LA CORTE SUPREMA DI CASSAZIONE

SEZIONE LAVORO

Composta dagli Ill.mi Sigg.ri Magistrati:

Dott. NAPOLETANO Giuseppe – Presidente –

Dott. NEGRI DELLA TORRE Paolo – Consigliere –

Dott. DE GREGORIO Federico – Consigliere –

Dott. PATTI ADRIANO Piergiovanni – Consigliere –

Dott. DE MARINIS Nicola – rel. Consigliere –

ha pronunciato la seguente:

SENTENZA

sul ricorso 13010-2012 proposto da:

P.A. C.F. (OMISSIS), elettivamente domiciliato in ROMA, VIA

FLAMINIA 109, presso lo studio dell’avvocato BIAGIO BERTOLONE, che

lo rappresenta e difende unitamente all’avvocato ALDO BRUZZONE,

giusta delega in atti;

– ricorrente –

contro

AXITEA S.P.A., già SICURGLOBAL S.P.A., già SICURGLOBAL VIGILANZA

S.R.L. P.I. (OMISSIS), in persona del legale rappresentante pro

tempore, elettivamente domiciliata in ROMA, LARGO CHIGI 5, presso lo

studio dell’avvocato MARIALUCREZIA TURCO, che la rappresenta e

difende giusta delega in atti;

– controricorrente –

avverso la sentenza n. 6/2012 della CORTE D’APPELLO di GENOVA,

depositata il 31/01/2012 r.g.n. 194/2011;

udita la relazione della causa svolta nella pubblica udienza del

15/02/2017 dal Consigliere Dott. NICOLA DE MARINIS;

udito il P.M. in persona del Sostituto Procuratore Generale Dott.

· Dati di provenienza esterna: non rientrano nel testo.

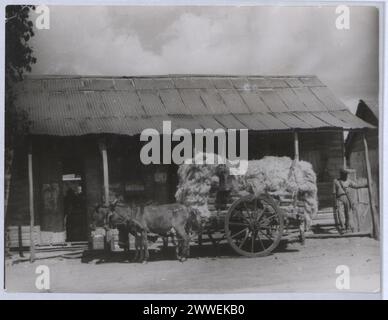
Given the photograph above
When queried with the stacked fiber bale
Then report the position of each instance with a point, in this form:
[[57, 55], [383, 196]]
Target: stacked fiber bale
[[279, 175], [195, 182], [270, 174]]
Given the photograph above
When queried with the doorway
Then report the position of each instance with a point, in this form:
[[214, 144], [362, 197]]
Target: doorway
[[73, 183]]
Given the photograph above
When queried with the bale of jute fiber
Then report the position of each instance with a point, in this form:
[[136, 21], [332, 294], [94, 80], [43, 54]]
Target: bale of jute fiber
[[280, 175], [269, 174]]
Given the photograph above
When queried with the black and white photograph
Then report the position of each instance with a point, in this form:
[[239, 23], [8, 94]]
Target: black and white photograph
[[192, 149]]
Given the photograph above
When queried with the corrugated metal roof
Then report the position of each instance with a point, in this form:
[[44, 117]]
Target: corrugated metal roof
[[68, 106]]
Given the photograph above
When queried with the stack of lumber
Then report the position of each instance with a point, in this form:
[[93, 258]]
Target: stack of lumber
[[20, 236]]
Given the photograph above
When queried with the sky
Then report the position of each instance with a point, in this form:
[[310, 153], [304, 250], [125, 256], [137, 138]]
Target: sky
[[254, 40]]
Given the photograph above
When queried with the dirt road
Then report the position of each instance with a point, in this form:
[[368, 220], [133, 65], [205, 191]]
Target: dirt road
[[309, 268]]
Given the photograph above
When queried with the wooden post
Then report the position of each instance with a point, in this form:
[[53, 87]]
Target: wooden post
[[296, 146], [32, 216], [343, 150], [105, 171], [375, 217]]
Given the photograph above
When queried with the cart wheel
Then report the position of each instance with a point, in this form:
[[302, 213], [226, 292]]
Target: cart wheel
[[254, 225]]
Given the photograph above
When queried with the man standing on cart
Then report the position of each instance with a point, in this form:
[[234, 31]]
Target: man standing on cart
[[344, 204]]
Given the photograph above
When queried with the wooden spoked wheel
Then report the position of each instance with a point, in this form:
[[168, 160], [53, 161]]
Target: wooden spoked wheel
[[254, 225]]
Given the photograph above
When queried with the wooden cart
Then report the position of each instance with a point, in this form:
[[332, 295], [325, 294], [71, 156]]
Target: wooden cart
[[255, 225]]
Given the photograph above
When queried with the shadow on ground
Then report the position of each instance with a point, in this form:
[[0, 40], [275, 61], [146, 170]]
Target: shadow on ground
[[196, 251]]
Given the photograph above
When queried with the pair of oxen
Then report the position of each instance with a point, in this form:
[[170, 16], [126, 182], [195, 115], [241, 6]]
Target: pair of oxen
[[167, 220]]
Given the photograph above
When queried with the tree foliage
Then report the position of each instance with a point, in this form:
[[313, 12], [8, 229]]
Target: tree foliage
[[18, 60]]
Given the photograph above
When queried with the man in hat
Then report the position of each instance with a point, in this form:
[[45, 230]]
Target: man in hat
[[344, 204]]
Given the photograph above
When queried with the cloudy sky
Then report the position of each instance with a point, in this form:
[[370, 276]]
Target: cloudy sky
[[214, 40]]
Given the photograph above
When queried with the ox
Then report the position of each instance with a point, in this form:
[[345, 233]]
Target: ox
[[164, 220]]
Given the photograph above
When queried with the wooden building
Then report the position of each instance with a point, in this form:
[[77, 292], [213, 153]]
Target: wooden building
[[84, 137]]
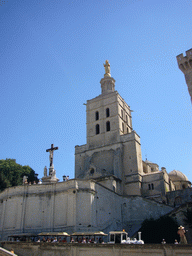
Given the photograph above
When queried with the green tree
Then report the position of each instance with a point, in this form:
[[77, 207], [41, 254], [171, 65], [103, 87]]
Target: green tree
[[188, 217], [153, 231], [11, 173]]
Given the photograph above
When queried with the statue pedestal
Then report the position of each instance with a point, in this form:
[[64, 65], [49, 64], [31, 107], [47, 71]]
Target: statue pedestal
[[51, 178]]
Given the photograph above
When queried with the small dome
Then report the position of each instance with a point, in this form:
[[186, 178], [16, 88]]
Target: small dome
[[177, 176]]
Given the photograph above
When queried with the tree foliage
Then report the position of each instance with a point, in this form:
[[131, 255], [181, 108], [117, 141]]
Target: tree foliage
[[188, 217], [11, 173], [154, 231]]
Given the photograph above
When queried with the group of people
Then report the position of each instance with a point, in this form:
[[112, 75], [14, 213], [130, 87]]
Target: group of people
[[82, 240], [181, 232], [52, 240], [65, 178]]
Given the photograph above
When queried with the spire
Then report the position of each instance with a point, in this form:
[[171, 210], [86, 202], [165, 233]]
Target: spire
[[107, 83]]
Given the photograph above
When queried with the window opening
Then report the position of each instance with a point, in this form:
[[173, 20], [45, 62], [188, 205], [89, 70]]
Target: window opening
[[107, 112], [96, 115], [108, 126], [97, 129]]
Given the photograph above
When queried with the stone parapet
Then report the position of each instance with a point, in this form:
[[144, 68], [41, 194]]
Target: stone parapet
[[52, 249]]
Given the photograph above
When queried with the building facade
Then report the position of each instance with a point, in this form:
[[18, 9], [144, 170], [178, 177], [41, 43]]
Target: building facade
[[113, 188]]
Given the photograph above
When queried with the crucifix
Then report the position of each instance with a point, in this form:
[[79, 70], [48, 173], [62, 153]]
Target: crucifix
[[51, 150]]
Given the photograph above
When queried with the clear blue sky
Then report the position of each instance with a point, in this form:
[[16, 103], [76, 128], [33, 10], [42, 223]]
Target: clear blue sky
[[52, 54]]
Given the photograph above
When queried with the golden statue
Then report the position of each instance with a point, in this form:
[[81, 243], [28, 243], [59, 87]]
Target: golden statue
[[107, 68]]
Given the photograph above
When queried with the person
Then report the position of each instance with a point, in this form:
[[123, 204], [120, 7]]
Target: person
[[54, 240], [64, 240], [181, 232], [45, 171], [107, 67], [163, 241]]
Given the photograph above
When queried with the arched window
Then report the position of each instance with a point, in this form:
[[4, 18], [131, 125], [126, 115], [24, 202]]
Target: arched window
[[97, 129], [107, 112], [96, 115], [107, 126], [126, 119], [122, 113]]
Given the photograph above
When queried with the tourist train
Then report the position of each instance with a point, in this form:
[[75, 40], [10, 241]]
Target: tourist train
[[115, 237]]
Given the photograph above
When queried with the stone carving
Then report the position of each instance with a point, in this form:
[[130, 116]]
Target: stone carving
[[45, 171], [51, 150], [107, 68], [181, 233]]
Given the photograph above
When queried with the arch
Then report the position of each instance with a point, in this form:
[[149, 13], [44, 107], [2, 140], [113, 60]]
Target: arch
[[97, 129], [97, 115], [178, 200], [126, 119], [190, 63], [107, 126], [122, 113], [123, 127], [107, 112], [182, 67]]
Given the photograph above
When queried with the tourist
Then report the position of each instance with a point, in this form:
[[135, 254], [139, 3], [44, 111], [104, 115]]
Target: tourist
[[163, 241], [54, 240], [181, 232], [64, 240]]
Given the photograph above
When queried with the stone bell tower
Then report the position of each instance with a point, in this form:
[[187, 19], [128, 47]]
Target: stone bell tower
[[112, 148], [185, 65]]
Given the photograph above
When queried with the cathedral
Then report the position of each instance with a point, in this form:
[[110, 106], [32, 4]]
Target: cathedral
[[113, 188]]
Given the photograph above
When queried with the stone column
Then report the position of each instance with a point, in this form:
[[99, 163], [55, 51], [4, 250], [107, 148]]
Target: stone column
[[185, 65]]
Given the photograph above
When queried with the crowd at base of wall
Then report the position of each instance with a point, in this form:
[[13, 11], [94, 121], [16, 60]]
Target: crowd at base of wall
[[46, 249]]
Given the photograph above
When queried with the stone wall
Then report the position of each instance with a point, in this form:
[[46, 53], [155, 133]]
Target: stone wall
[[75, 205], [46, 249]]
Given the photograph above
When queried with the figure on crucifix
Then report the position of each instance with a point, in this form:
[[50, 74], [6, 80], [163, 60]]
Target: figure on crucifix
[[107, 68], [51, 150]]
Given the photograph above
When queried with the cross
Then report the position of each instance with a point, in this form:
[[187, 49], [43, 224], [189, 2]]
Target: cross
[[51, 150]]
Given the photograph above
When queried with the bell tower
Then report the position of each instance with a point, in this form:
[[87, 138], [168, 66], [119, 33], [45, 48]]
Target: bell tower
[[113, 149], [108, 115], [185, 65]]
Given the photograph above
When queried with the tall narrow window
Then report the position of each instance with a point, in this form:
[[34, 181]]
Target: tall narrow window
[[107, 126], [107, 112], [97, 129], [126, 119], [96, 115]]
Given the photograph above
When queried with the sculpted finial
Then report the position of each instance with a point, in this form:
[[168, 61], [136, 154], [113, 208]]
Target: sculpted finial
[[107, 68]]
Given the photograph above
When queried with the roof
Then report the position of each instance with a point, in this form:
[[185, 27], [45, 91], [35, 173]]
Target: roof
[[22, 235], [96, 233], [53, 234], [117, 232], [177, 176]]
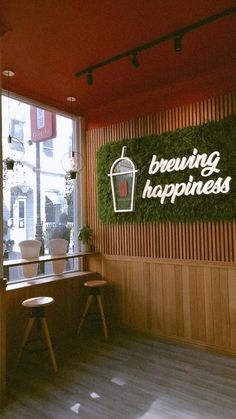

MASTROBERARDINO PAOLA, che ha concluso per: improcedibilità;

udito l’Avvocato CRISTINA PILO per delega verbale Avvocato

MARIALUCREZIA TURCO.

Fatto

FATTI DI CAUSA

Con sentenza del 31 dicembre 2012, la Corte d’Appello di Genova, in parziale riforma della decisione resa dal Tribunale di Genova estendeva alla domanda relativa all’indennità di preavviso la pronunzia del primo giudice di parziale accoglimento delle domande proposte da P.A. nei confronti della Axitea S.p.A., già Sicurglobal S.p.A., accoglimento limitato alla declaratoria di inefficacia, per il periodo compreso tra il 31.1.2007 ed il 26.11.2007, in relazione alla permanenza dell’invalidità temporanea derivata da infortunio sul lavoro, del licenziamento per giustificato motivo oggettivo intimatogli il 31.1.2007 a seguito della sospensione dell’iscrizione quale guardia giurata e perdita del porto d’armi da oltre 180 giorni, viceversa dichiarato legittimo, con conseguente rigetto della declaratoria di illegittimità richiesta dal P. ed alla condanna della Società al pagamento delle sole differenze retributive maturate a titolo di mensilità aggiuntive e di TFR in relazione all’inefficacia del recesso, con esclusione, dunque, di quelle derivanti dal superiore inquadramento qui rivendicato ma non riconosciuto.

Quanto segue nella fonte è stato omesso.